Was Adam Smith Wrong?
Has the “invisible hand” failed? A central theory of classical economics is that self-interest is the engine of a healthy economy and the most efficient means of distributing goods throughout a society. According to the theory, consumers need certain goods. But how does one produce the right goods for consumers? Adam Smith theorized that there is a natural incentive for companies who wish to earn a profit to produce the goods that are most needed. Successful companies produce these goods at affordable prices; they flourish and hire new employees. Workers seek out companies that pay the best wages. Thus, according to the theory, goods are distributed “efficiently,” workers are paid “fair market wages,” and companies that meet society’s economic needs are rewarded. Shareholders are rewarded for their stewardship of these companies. That is the theory.
In the recent financial crisis, however, an essential element was missing from this model: information. For companies to be well run, shareholders must know the financial health of the company in order to make sound decisions. But financial management failed to bother to understand the investments they were making or, if they did, to inform others. This is where consideration of the common good should have entered.
In a prescient essay in the periodical Communio in 1985, Cardinal Joseph Ratzinger wrote that business ethics rang like a “hollow bell” when the goal of efficiency crowded out morality. Had financial managers been concerned with morality as well, they would have been less likely to make foolish, short-sighted decisions. Cardinal Ratzinger wrote, referring to morality, “The decline of such discipline can actually cause the market to collapse.” Would that the heads of the American Insurance Group, Fannie Mae and Citigroup had been reading Communio as well as Forbes.
A Wave of Hate
While the incidence of hate crimes overall is down, a recent report by the Federal Bureau of Investigation notes a rise in crimes against Latinos, reflecting a nationwide anti-immigrant backlash. A particularly vicious hate crime occurred last month in Suffolk County, N.Y., an area where anti-immigrant tensions have increased over the past two decades. On Nov. 18 a group of seven teenagers calling themselves the Caucasian Crew attacked Marcelo Lucero and a friend. Lucero, employed at a dry cleaner’s to help support his ailing mother in his native Ecuador, had been in the United States for 16 years. The crew members periodically went out “beaner jumping,” their term for harrassing Latinos. The teenagers surrounded the two men near the train station in Patchogue, Long Island.
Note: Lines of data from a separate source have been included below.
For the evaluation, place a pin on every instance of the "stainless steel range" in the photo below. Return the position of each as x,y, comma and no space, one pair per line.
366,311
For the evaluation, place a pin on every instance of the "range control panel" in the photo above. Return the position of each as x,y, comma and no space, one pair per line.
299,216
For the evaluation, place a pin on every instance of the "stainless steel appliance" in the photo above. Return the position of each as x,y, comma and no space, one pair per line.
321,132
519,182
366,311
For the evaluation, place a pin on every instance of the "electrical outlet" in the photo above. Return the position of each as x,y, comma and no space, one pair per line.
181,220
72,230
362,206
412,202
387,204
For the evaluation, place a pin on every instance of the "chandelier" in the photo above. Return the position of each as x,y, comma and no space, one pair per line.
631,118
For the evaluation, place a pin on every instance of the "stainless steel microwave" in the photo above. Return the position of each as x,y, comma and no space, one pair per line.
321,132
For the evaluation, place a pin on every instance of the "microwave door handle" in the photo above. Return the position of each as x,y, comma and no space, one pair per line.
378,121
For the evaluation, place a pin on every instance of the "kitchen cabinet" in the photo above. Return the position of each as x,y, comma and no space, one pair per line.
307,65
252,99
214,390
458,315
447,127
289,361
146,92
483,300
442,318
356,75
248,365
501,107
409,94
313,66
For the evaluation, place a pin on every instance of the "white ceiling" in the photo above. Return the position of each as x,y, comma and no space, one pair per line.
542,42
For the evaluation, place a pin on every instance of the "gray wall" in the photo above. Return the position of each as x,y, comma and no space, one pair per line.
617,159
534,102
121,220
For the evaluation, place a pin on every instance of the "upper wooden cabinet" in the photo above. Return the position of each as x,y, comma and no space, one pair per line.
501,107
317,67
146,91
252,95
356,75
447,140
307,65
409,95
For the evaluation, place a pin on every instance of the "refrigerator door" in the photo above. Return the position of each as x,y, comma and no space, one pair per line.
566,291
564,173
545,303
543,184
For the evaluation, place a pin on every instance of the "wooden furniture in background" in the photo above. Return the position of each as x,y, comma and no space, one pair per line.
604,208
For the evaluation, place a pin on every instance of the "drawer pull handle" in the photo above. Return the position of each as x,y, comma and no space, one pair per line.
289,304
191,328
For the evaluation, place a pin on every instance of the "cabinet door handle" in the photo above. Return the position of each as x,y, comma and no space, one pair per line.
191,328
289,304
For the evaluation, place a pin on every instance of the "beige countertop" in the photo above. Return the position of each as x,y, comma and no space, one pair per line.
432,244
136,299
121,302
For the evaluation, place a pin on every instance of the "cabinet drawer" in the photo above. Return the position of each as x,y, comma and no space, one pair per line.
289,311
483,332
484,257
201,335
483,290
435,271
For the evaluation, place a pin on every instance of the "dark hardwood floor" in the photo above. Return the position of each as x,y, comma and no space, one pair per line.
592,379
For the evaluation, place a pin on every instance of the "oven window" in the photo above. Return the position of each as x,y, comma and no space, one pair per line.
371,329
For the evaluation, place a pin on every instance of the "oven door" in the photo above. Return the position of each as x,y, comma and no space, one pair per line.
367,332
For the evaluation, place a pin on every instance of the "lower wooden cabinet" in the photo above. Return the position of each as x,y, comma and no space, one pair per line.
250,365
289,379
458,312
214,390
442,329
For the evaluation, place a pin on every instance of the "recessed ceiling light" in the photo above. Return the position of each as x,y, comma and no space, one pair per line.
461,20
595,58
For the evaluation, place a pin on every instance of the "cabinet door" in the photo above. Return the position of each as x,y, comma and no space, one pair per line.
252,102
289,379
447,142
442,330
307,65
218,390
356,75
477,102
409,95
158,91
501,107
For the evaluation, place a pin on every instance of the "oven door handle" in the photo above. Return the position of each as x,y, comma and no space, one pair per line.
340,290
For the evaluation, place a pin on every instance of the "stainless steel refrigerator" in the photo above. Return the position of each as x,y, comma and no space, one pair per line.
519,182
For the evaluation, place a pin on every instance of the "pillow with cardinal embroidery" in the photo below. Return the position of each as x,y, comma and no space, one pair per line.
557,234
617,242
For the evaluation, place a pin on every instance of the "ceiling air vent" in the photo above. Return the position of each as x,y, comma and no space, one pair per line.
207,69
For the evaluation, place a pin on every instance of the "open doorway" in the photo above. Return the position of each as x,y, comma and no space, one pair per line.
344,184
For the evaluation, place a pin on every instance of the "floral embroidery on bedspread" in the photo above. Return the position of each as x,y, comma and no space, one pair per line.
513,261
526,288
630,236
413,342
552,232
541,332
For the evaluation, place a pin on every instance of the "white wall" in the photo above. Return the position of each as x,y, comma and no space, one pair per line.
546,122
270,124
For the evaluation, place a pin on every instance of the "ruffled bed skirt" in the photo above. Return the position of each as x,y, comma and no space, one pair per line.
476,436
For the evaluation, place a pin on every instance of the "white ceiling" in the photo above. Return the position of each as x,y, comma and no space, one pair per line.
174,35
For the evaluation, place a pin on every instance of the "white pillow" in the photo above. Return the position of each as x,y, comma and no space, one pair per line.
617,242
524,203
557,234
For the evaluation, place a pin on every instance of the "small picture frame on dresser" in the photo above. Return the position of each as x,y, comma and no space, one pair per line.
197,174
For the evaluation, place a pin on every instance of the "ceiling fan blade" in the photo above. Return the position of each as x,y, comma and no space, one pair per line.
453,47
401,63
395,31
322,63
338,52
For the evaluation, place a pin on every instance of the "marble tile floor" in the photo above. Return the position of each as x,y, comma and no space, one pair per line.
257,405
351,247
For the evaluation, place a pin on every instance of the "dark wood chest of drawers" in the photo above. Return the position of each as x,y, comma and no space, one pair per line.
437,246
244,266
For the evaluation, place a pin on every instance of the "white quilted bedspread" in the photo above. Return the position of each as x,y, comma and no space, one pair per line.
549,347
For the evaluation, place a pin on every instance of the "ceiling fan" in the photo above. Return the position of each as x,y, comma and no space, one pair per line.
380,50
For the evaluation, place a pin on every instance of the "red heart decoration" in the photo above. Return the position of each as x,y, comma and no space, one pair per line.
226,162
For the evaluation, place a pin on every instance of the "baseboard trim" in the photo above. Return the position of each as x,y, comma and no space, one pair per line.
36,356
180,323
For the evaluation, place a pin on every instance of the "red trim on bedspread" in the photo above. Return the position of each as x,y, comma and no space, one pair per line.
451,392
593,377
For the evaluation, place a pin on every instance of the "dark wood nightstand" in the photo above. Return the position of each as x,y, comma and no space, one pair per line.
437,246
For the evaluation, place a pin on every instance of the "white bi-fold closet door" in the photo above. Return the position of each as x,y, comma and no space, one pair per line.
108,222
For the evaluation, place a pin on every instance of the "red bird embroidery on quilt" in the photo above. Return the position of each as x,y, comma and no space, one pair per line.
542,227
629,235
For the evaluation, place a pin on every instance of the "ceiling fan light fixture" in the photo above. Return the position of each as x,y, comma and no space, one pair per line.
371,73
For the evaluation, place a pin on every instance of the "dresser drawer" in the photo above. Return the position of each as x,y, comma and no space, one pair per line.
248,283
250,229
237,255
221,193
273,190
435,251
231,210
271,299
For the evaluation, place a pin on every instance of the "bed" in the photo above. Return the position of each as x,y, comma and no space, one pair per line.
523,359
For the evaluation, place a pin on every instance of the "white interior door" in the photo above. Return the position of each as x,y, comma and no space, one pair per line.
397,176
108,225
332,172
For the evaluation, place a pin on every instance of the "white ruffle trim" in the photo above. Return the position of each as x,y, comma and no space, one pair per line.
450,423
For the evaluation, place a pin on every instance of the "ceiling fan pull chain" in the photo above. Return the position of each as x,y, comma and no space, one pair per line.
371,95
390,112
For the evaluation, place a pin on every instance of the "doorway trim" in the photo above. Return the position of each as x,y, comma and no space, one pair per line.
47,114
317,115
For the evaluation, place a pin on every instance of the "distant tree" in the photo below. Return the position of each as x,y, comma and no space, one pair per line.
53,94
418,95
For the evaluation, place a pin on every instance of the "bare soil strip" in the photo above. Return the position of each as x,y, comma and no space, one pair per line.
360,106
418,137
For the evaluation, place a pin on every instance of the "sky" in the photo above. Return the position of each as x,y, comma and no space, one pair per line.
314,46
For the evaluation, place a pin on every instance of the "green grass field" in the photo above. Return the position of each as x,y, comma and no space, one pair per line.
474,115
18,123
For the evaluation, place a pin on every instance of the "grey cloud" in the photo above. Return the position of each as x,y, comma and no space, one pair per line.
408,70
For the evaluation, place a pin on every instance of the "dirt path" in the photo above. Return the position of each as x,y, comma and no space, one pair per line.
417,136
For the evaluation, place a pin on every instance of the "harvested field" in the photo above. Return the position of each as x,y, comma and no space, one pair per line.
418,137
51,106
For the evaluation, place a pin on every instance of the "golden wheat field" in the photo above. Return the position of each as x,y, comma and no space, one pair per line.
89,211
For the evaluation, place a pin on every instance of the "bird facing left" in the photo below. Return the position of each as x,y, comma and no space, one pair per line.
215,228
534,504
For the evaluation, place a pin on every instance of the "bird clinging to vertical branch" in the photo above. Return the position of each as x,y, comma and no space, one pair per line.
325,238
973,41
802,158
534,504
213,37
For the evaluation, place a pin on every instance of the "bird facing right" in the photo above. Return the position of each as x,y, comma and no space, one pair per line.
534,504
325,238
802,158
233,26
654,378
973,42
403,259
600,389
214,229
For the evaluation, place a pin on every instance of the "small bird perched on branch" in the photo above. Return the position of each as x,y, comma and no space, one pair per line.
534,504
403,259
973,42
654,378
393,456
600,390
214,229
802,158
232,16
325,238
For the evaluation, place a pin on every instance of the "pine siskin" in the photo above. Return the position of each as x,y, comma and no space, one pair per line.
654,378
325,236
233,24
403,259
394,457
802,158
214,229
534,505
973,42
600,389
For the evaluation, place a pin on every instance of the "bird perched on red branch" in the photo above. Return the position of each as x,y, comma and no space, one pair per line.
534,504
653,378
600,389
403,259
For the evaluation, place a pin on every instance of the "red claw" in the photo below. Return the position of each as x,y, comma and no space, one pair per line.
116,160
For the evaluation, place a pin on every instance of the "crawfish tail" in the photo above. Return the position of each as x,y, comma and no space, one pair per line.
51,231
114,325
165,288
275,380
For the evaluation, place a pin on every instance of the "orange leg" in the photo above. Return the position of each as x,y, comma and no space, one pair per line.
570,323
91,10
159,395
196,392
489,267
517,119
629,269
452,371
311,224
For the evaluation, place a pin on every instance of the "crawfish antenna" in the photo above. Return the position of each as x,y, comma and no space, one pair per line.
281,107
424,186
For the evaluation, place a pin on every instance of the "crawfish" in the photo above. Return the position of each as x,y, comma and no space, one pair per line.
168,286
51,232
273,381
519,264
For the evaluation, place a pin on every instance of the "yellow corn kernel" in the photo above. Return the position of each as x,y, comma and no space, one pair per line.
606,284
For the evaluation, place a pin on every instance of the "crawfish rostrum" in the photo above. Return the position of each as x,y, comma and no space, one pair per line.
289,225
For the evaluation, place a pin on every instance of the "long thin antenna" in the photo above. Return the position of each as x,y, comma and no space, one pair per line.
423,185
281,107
The friend escaped, but when Lucero tried to defend himself with his belt, one attacker stabbed him. The 17-year-old killer, Jeffrey Conroy, was charged with a hate crime and second-degree murder.
Attacks have been frequent elsewhere in the country too. Last year, a Latino immigrant in Wright City, Mo., was attacked and robbed by three men who broke into his mobile home yelling “immigration enforcement!”
At a press conference in the wake of the Lucero murder, Janet Murguia, president of the National Council of La Raza, expressed alarm at the “wave of hate” that has been exacerbated by the inflammatory rhetoric of radio and cable show hosts and even of some elected officials. Anti-immigrant hatred has no place in a nation built on the work of immigrants.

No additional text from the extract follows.